For determinant-based problems, remember key properties such as \( \text{det}(\text{Adj } A) = (\text{det } A)^{n-1} \).

Answer 1

The Correct Option is A

Step 1: Using the Determinant Property For any \( n \times n \) matrix \( A \), the determinant of its adjugate matrix is given by: \[ \text{det}(\text{Adj } A) = (\text{det } A)^{n-1} \] Since \( P \) and \( Q \) are \( 3 \times 3 \) matrices, applying this formula: \[ \text{det}(\text{Adj } P) = (|P|)^{3-1} = (9)^2 = 81. \]
Step 2: Applying the Property to Product Matrices Since \( |PQ| = 1 \), and using determinant properties: \[ |P . \text{Adj } 3Q| = |P|^2 \cdot |3Q|^2 = 9^2 \cdot 9^2 = 9^4. \] Thus, the correct answer is: \[ \boxed{9^4} \]

Answer 2

To find the determinant of the adjoint of the matrix \(P \cdot \text{Adj } 3Q\), we need to follow these steps:

1. Given: \(|PQ| = 1\) and \(|P| = 9\).
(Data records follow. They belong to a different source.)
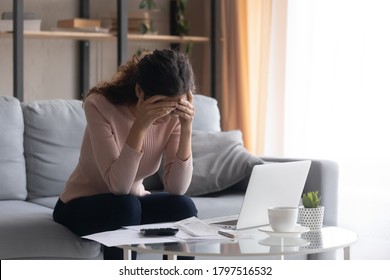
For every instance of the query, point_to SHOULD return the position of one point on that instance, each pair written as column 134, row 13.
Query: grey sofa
column 39, row 147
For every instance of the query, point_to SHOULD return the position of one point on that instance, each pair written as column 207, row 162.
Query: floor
column 367, row 212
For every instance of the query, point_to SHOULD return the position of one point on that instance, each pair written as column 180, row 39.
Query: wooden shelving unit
column 107, row 36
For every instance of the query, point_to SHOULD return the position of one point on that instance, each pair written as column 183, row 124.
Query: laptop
column 270, row 185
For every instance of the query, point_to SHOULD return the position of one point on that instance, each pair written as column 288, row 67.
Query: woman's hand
column 186, row 112
column 152, row 109
column 147, row 112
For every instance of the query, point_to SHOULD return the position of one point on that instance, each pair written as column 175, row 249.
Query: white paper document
column 126, row 237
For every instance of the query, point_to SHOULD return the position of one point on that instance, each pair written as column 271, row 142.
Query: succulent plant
column 311, row 200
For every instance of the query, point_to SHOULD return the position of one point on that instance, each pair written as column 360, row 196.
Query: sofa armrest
column 322, row 177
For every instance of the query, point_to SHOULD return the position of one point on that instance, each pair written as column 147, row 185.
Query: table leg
column 171, row 257
column 347, row 253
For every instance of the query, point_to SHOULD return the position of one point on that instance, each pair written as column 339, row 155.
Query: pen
column 227, row 234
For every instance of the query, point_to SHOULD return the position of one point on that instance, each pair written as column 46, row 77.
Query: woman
column 143, row 114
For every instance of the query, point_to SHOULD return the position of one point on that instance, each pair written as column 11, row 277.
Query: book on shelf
column 6, row 25
column 82, row 29
column 30, row 22
column 79, row 23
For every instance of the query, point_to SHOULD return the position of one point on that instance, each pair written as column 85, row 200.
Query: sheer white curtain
column 337, row 99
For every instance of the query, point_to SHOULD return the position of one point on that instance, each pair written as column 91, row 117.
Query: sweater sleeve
column 177, row 173
column 117, row 165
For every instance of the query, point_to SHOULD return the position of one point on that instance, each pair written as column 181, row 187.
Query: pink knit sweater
column 108, row 164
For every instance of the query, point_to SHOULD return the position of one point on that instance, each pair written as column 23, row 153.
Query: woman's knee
column 185, row 205
column 127, row 208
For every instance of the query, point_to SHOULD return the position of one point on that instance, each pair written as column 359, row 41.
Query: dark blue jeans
column 104, row 212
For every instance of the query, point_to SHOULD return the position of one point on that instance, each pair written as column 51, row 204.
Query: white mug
column 283, row 219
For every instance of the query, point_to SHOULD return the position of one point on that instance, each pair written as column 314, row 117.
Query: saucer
column 284, row 241
column 296, row 232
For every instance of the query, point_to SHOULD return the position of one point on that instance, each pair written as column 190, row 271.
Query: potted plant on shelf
column 311, row 214
column 147, row 24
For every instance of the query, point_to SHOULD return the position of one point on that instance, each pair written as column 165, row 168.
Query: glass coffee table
column 254, row 243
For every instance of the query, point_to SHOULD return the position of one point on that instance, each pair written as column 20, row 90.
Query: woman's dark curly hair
column 161, row 72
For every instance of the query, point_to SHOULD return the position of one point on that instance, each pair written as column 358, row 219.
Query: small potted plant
column 311, row 214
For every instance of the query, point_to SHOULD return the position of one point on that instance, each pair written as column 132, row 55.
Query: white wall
column 51, row 65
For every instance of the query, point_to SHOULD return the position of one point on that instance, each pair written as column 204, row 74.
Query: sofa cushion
column 53, row 136
column 207, row 116
column 12, row 163
column 220, row 161
column 28, row 231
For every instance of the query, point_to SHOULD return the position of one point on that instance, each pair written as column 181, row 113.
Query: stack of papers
column 190, row 229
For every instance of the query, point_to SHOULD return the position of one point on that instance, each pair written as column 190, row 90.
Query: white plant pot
column 312, row 218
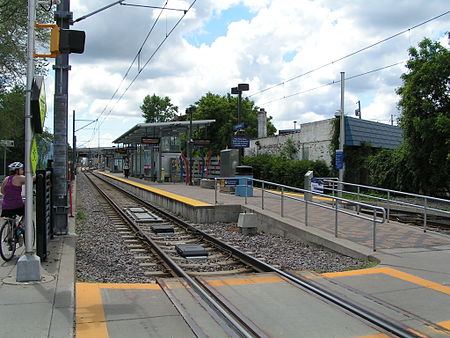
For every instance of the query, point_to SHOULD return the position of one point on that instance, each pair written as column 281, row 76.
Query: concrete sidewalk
column 44, row 308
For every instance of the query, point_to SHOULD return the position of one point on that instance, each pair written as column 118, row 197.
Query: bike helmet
column 15, row 165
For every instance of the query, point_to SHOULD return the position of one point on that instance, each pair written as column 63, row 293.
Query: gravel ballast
column 102, row 256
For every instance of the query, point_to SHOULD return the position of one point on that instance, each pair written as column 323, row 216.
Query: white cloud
column 255, row 50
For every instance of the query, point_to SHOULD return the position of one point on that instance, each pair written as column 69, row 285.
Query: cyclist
column 11, row 189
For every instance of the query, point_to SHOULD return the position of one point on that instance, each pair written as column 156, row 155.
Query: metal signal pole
column 342, row 133
column 63, row 16
column 29, row 265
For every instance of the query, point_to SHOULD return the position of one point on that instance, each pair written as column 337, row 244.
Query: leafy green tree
column 13, row 37
column 282, row 170
column 158, row 109
column 288, row 150
column 223, row 109
column 425, row 117
column 12, row 122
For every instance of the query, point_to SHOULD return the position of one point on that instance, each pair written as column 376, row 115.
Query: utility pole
column 238, row 90
column 74, row 152
column 342, row 134
column 358, row 111
column 190, row 111
column 63, row 16
column 29, row 265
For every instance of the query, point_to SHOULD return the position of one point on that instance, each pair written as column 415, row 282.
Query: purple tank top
column 12, row 197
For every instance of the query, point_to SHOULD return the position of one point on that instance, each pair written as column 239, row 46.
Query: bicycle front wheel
column 8, row 243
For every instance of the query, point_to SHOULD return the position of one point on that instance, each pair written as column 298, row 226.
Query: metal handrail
column 389, row 200
column 337, row 201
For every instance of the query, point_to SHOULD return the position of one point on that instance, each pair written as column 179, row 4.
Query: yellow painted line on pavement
column 161, row 192
column 445, row 325
column 294, row 194
column 393, row 273
column 90, row 316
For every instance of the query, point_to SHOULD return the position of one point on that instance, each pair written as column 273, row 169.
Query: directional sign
column 231, row 182
column 240, row 142
column 34, row 157
column 38, row 104
column 339, row 159
column 150, row 140
column 7, row 143
column 239, row 126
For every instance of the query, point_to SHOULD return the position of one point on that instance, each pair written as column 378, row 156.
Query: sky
column 290, row 52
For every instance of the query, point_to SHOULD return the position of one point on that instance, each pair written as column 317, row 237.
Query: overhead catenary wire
column 332, row 83
column 350, row 54
column 134, row 60
column 140, row 68
column 167, row 35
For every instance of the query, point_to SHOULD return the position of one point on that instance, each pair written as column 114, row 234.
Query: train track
column 146, row 230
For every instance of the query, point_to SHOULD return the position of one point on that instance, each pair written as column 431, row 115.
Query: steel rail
column 356, row 309
column 242, row 331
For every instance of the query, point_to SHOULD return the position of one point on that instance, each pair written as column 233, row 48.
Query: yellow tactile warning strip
column 90, row 317
column 393, row 273
column 161, row 192
column 294, row 194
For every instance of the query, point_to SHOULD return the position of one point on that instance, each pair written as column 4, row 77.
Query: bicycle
column 12, row 234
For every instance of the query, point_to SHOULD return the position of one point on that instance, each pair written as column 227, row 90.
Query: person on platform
column 126, row 169
column 11, row 189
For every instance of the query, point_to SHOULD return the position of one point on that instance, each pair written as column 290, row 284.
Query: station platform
column 411, row 284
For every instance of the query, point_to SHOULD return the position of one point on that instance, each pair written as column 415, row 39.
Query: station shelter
column 151, row 149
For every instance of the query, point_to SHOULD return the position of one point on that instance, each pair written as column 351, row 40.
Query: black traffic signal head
column 71, row 41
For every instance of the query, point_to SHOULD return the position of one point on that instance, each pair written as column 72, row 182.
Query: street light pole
column 238, row 90
column 29, row 265
column 190, row 111
column 61, row 208
column 342, row 133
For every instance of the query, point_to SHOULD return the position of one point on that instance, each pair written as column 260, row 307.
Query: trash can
column 244, row 187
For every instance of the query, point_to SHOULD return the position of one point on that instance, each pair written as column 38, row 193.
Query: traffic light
column 71, row 41
column 63, row 41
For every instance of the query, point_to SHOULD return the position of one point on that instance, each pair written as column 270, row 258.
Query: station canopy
column 159, row 129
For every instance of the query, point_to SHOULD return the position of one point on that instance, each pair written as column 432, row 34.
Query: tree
column 13, row 37
column 11, row 121
column 425, row 117
column 158, row 109
column 223, row 109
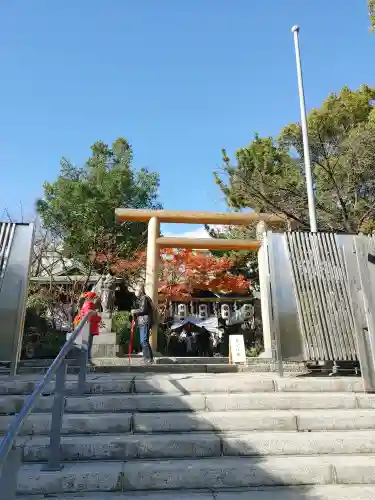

We know \(|A \cdot B| = |A| \cdot |B|\) for any square matrices \(A\) and \(B\). Thus, \(|PQ| = |P| \cdot |Q| = 1\).
2. Substituting the value, \(|P| \cdot |Q| = 1\), we get \(9 \cdot |Q| = 1\), which implies \(|Q| = \frac{1}{9}\).
3. Now, consider the expression \(P \cdot \text{Adj } 3Q\). We need to find the determinant of its adjoint: \(|\text{Adj}(P \cdot \text{Adj } 3Q)|\).
4. The property of determinants states \(|\text{Adj}(A)| = |A|^{n-1}\) where \(n\) is the order of the square matrix. Thus, for a 3x3 matrix \(A\), \(|\text{Adj}(A)| = |A|^2\).
5. Since \(P\) and \(3Q\) are both 3x3 matrices, we know:
   • \(|3Q| = 3^3 \cdot |Q| = 27 \cdot \frac{1}{9} = 3\).
   • \(|\text{Adj } 3Q| = |3Q|^2 = 3^2 = 9\).
6. Now calculate \(|P \cdot \text{Adj } 3Q|\):
   • \(|P \cdot \text{Adj } 3Q| = |P| \cdot |\text{Adj } 3Q| = 9 \cdot 9 = 81\).
7. Finally, we calculate \(|\text{Adj}(P \cdot \text{Adj } 3Q)|\):
   • Using \(|\text{Adj}(A)| = |A|^2\), we get \(|P \cdot \text{Adj } 3Q|^2 = 81^2 = 6561 = 9^4\).

Therefore, the determinant of the adjoint of \(P \cdot \text{Adj } 3Q\) is \(\mathbf{9^4}\).